Charter reportedly mulling acquisition of Altice USA

charterUS cable giant Charter Communications is reportedly mulling a bid to acquire Altice USA.

According to Bloomberg, citing unnamed sources, it is not yet clear if a formal approach has been made. CNBC later reported that no approach had yet been made, citing an unnamed source.

Nevertheless, Altice USA’s shares jumped by over 60% on the news, closing up 36% on the day, with Charter’s share price dipping slightly.

Altice USA has just under five million customers.

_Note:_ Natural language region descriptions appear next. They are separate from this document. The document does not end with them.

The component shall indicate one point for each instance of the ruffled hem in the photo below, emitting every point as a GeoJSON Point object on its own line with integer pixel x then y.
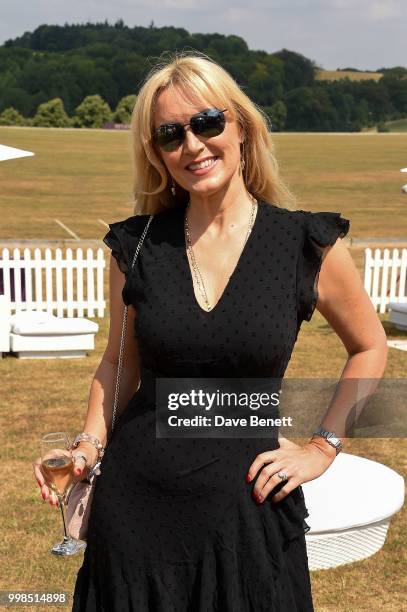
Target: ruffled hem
{"type": "Point", "coordinates": [321, 230]}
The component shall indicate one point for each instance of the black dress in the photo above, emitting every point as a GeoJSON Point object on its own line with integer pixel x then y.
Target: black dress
{"type": "Point", "coordinates": [173, 525]}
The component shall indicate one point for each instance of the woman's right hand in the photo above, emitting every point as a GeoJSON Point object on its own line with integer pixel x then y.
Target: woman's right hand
{"type": "Point", "coordinates": [80, 470]}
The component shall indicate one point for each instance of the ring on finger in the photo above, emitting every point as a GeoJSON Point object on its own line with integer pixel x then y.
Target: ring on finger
{"type": "Point", "coordinates": [80, 456]}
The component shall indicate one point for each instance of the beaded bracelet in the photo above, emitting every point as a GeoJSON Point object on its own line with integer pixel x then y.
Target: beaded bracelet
{"type": "Point", "coordinates": [89, 438]}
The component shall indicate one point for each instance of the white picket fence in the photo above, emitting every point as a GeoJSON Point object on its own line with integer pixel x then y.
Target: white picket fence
{"type": "Point", "coordinates": [62, 285]}
{"type": "Point", "coordinates": [73, 286]}
{"type": "Point", "coordinates": [385, 276]}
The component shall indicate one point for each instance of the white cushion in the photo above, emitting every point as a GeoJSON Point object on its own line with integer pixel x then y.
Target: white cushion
{"type": "Point", "coordinates": [353, 491]}
{"type": "Point", "coordinates": [32, 323]}
{"type": "Point", "coordinates": [398, 306]}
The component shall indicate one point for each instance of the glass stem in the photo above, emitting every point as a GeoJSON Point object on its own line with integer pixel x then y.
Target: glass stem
{"type": "Point", "coordinates": [62, 506]}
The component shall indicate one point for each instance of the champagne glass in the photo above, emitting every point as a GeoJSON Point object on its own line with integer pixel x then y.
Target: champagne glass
{"type": "Point", "coordinates": [58, 469]}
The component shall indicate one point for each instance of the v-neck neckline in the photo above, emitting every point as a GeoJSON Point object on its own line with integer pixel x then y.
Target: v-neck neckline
{"type": "Point", "coordinates": [232, 278]}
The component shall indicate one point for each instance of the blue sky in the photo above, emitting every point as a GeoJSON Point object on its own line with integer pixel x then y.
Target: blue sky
{"type": "Point", "coordinates": [364, 34]}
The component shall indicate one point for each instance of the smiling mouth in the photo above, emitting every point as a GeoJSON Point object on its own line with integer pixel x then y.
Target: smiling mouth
{"type": "Point", "coordinates": [207, 163]}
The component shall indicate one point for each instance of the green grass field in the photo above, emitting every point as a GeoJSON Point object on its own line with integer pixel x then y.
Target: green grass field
{"type": "Point", "coordinates": [82, 176]}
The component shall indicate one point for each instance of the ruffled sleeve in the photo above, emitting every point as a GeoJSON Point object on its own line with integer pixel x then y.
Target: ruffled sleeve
{"type": "Point", "coordinates": [321, 230]}
{"type": "Point", "coordinates": [123, 238]}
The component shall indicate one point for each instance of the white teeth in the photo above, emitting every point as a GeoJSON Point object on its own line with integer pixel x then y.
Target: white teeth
{"type": "Point", "coordinates": [204, 164]}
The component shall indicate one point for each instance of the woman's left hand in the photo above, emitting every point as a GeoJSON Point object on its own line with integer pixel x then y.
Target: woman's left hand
{"type": "Point", "coordinates": [299, 463]}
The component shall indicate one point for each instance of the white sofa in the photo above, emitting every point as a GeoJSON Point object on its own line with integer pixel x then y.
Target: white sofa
{"type": "Point", "coordinates": [398, 314]}
{"type": "Point", "coordinates": [350, 507]}
{"type": "Point", "coordinates": [38, 334]}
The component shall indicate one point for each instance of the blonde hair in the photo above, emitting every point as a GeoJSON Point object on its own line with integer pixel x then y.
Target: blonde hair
{"type": "Point", "coordinates": [200, 77]}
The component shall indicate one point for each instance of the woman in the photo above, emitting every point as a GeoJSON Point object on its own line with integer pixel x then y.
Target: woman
{"type": "Point", "coordinates": [226, 275]}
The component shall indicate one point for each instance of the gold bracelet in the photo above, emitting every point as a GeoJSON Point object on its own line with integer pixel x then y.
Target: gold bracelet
{"type": "Point", "coordinates": [85, 437]}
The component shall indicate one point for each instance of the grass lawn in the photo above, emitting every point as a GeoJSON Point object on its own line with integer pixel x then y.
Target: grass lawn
{"type": "Point", "coordinates": [80, 177]}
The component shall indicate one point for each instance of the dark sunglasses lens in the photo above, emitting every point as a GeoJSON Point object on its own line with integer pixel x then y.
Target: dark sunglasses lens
{"type": "Point", "coordinates": [170, 136]}
{"type": "Point", "coordinates": [209, 123]}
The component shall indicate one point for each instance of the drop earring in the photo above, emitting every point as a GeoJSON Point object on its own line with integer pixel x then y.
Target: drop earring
{"type": "Point", "coordinates": [242, 160]}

The company was put together through a series of acquisitions by Patrick Drahi’s Altice that included US operators Suddenlink and Cablevision, with services subsequently rebranded as Optimum.

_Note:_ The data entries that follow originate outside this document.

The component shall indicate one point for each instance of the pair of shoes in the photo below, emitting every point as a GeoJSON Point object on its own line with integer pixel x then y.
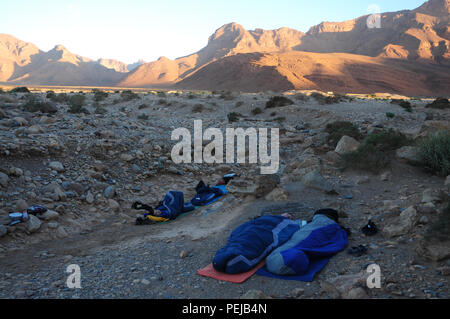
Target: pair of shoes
{"type": "Point", "coordinates": [358, 251]}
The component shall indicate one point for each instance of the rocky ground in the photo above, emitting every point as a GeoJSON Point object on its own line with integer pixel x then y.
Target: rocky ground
{"type": "Point", "coordinates": [88, 169]}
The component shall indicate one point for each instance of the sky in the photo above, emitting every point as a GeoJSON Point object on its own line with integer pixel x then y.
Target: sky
{"type": "Point", "coordinates": [146, 29]}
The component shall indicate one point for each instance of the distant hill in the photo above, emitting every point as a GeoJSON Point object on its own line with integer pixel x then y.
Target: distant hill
{"type": "Point", "coordinates": [408, 54]}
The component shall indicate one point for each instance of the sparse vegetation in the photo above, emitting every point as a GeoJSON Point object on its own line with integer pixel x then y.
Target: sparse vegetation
{"type": "Point", "coordinates": [257, 111]}
{"type": "Point", "coordinates": [278, 101]}
{"type": "Point", "coordinates": [435, 153]}
{"type": "Point", "coordinates": [404, 104]}
{"type": "Point", "coordinates": [129, 95]}
{"type": "Point", "coordinates": [198, 108]}
{"type": "Point", "coordinates": [76, 103]}
{"type": "Point", "coordinates": [143, 117]}
{"type": "Point", "coordinates": [337, 130]}
{"type": "Point", "coordinates": [21, 89]}
{"type": "Point", "coordinates": [233, 117]}
{"type": "Point", "coordinates": [323, 99]}
{"type": "Point", "coordinates": [99, 95]}
{"type": "Point", "coordinates": [390, 115]}
{"type": "Point", "coordinates": [376, 152]}
{"type": "Point", "coordinates": [439, 103]}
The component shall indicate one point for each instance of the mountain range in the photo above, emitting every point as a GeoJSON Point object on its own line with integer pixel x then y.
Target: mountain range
{"type": "Point", "coordinates": [408, 54]}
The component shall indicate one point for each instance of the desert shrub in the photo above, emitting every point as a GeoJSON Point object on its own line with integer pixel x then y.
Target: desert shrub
{"type": "Point", "coordinates": [22, 89]}
{"type": "Point", "coordinates": [198, 108]}
{"type": "Point", "coordinates": [233, 117]}
{"type": "Point", "coordinates": [76, 103]}
{"type": "Point", "coordinates": [301, 97]}
{"type": "Point", "coordinates": [376, 151]}
{"type": "Point", "coordinates": [257, 111]}
{"type": "Point", "coordinates": [129, 95]}
{"type": "Point", "coordinates": [337, 130]}
{"type": "Point", "coordinates": [390, 115]}
{"type": "Point", "coordinates": [440, 229]}
{"type": "Point", "coordinates": [278, 101]}
{"type": "Point", "coordinates": [439, 103]}
{"type": "Point", "coordinates": [143, 117]}
{"type": "Point", "coordinates": [404, 104]}
{"type": "Point", "coordinates": [99, 95]}
{"type": "Point", "coordinates": [226, 95]}
{"type": "Point", "coordinates": [434, 153]}
{"type": "Point", "coordinates": [100, 110]}
{"type": "Point", "coordinates": [50, 95]}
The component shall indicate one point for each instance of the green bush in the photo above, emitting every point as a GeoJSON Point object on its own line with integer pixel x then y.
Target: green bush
{"type": "Point", "coordinates": [434, 153]}
{"type": "Point", "coordinates": [338, 129]}
{"type": "Point", "coordinates": [440, 229]}
{"type": "Point", "coordinates": [278, 101]}
{"type": "Point", "coordinates": [376, 152]}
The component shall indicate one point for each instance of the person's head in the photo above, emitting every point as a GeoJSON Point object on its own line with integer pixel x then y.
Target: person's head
{"type": "Point", "coordinates": [330, 213]}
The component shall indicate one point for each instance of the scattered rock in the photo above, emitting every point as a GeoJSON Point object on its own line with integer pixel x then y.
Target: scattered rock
{"type": "Point", "coordinates": [317, 181]}
{"type": "Point", "coordinates": [408, 154]}
{"type": "Point", "coordinates": [401, 225]}
{"type": "Point", "coordinates": [33, 224]}
{"type": "Point", "coordinates": [57, 166]}
{"type": "Point", "coordinates": [346, 144]}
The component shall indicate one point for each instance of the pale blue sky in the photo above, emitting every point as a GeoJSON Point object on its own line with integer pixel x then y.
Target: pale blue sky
{"type": "Point", "coordinates": [134, 29]}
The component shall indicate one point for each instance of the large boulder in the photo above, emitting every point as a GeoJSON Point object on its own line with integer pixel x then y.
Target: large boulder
{"type": "Point", "coordinates": [346, 144]}
{"type": "Point", "coordinates": [402, 224]}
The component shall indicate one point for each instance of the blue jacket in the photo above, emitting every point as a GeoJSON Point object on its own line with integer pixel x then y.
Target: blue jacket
{"type": "Point", "coordinates": [251, 242]}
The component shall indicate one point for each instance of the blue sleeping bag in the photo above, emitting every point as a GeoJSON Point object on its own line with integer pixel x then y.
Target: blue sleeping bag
{"type": "Point", "coordinates": [309, 249]}
{"type": "Point", "coordinates": [173, 205]}
{"type": "Point", "coordinates": [251, 242]}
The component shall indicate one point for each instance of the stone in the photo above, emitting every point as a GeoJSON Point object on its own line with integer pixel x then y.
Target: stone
{"type": "Point", "coordinates": [115, 206]}
{"type": "Point", "coordinates": [346, 144]}
{"type": "Point", "coordinates": [89, 198]}
{"type": "Point", "coordinates": [21, 205]}
{"type": "Point", "coordinates": [57, 166]}
{"type": "Point", "coordinates": [109, 192]}
{"type": "Point", "coordinates": [430, 196]}
{"type": "Point", "coordinates": [49, 215]}
{"type": "Point", "coordinates": [254, 294]}
{"type": "Point", "coordinates": [408, 154]}
{"type": "Point", "coordinates": [33, 224]}
{"type": "Point", "coordinates": [3, 231]}
{"type": "Point", "coordinates": [277, 195]}
{"type": "Point", "coordinates": [317, 181]}
{"type": "Point", "coordinates": [61, 232]}
{"type": "Point", "coordinates": [3, 179]}
{"type": "Point", "coordinates": [402, 224]}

Charter, which operates the Spectrum brand, has around 32 million customers, including about 30 million residential customers.

Cutting the cord

Both operators have suffered from the ongoing propensity of US consumers to cut the cord. Charter reported the loss of 61,000 residential and business customers in Q4, including the loss of 248,000 TV service relationships. Altice USA lost 28,000 residential customers and about 800 business customers.

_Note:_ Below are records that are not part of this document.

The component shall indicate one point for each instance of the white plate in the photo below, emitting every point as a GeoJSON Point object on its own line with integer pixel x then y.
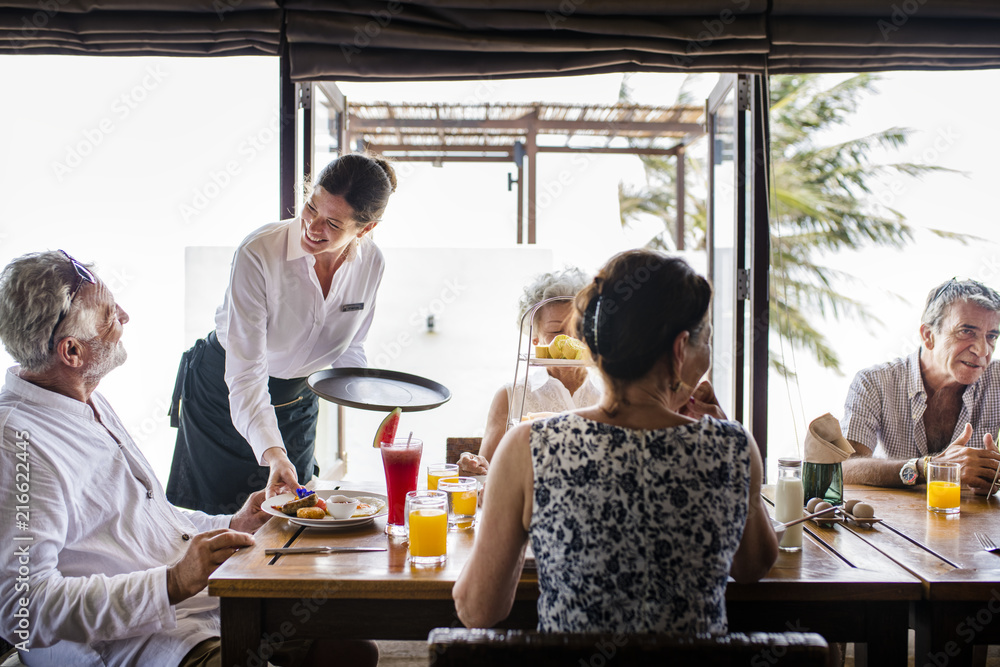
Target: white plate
{"type": "Point", "coordinates": [271, 507]}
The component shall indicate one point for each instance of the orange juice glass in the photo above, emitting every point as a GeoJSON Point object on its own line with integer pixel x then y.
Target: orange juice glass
{"type": "Point", "coordinates": [944, 487]}
{"type": "Point", "coordinates": [463, 499]}
{"type": "Point", "coordinates": [427, 515]}
{"type": "Point", "coordinates": [436, 471]}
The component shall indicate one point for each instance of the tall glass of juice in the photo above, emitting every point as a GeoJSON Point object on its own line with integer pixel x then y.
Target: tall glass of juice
{"type": "Point", "coordinates": [427, 514]}
{"type": "Point", "coordinates": [401, 461]}
{"type": "Point", "coordinates": [944, 487]}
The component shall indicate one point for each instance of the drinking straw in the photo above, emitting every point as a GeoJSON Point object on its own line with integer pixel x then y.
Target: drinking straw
{"type": "Point", "coordinates": [997, 473]}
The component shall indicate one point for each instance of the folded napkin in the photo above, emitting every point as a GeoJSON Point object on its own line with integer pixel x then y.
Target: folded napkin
{"type": "Point", "coordinates": [825, 443]}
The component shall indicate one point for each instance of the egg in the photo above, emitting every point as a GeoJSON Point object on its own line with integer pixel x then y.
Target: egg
{"type": "Point", "coordinates": [864, 511]}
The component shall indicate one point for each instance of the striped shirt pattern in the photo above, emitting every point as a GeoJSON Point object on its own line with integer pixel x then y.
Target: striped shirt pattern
{"type": "Point", "coordinates": [885, 408]}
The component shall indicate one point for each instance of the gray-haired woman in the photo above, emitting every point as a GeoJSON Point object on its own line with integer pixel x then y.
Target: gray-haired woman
{"type": "Point", "coordinates": [554, 389]}
{"type": "Point", "coordinates": [301, 298]}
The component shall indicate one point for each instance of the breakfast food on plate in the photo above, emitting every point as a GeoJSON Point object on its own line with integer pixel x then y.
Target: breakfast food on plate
{"type": "Point", "coordinates": [341, 507]}
{"type": "Point", "coordinates": [386, 431]}
{"type": "Point", "coordinates": [565, 347]}
{"type": "Point", "coordinates": [368, 507]}
{"type": "Point", "coordinates": [292, 507]}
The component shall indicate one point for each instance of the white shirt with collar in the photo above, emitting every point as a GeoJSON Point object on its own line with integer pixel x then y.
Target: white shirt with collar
{"type": "Point", "coordinates": [85, 574]}
{"type": "Point", "coordinates": [275, 322]}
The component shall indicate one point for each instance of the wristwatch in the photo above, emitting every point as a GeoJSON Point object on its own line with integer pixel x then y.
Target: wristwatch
{"type": "Point", "coordinates": [908, 473]}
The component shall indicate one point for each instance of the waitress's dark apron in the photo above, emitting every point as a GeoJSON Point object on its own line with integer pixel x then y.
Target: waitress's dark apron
{"type": "Point", "coordinates": [214, 469]}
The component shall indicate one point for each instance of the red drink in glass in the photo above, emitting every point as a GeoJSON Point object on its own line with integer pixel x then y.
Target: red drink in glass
{"type": "Point", "coordinates": [402, 467]}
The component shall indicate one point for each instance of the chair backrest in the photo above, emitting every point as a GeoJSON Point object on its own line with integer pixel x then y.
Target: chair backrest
{"type": "Point", "coordinates": [455, 446]}
{"type": "Point", "coordinates": [459, 647]}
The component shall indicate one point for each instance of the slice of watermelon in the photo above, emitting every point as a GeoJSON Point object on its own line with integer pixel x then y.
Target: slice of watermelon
{"type": "Point", "coordinates": [387, 429]}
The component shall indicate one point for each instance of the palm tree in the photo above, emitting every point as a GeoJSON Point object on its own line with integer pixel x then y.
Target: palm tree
{"type": "Point", "coordinates": [823, 201]}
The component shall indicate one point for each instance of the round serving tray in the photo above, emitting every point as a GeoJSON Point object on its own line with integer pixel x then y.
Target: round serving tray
{"type": "Point", "coordinates": [378, 389]}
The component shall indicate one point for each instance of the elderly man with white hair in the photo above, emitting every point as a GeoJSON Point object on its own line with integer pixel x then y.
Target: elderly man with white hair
{"type": "Point", "coordinates": [941, 403]}
{"type": "Point", "coordinates": [101, 569]}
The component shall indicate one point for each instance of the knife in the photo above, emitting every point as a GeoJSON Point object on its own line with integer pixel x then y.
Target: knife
{"type": "Point", "coordinates": [319, 550]}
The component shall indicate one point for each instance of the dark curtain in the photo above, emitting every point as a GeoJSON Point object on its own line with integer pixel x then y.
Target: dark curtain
{"type": "Point", "coordinates": [139, 28]}
{"type": "Point", "coordinates": [465, 39]}
{"type": "Point", "coordinates": [442, 39]}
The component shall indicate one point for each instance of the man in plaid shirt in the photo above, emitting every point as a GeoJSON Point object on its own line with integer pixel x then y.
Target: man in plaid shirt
{"type": "Point", "coordinates": [941, 402]}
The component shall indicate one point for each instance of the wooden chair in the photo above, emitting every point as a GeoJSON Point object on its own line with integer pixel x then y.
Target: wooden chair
{"type": "Point", "coordinates": [459, 647]}
{"type": "Point", "coordinates": [455, 446]}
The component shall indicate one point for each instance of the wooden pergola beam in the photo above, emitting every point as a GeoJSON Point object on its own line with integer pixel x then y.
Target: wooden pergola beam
{"type": "Point", "coordinates": [360, 125]}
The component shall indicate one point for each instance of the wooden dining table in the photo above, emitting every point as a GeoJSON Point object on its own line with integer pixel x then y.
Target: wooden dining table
{"type": "Point", "coordinates": [959, 606]}
{"type": "Point", "coordinates": [860, 595]}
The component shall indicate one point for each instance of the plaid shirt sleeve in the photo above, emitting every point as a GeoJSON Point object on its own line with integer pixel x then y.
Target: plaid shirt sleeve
{"type": "Point", "coordinates": [863, 410]}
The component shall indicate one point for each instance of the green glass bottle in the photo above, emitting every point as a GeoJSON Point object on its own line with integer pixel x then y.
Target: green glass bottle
{"type": "Point", "coordinates": [823, 480]}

Both side are seeking to grow their respective broadband and wireless footprints.

Charter is expanding its broadband network into rural areas and is more broadly upgrading its HFC network, leaning on DOCSIS upgrades except in new-build areas.

Altice USA has meanwhile embarked on an expensive all-fibre upgrade of its networks.

Drahi, struggling to reduce the heavy debt load of his European operations through divesting key assets, retains an ownership stake of about 7.3% of Altice USA through his Next Private BV vehicle.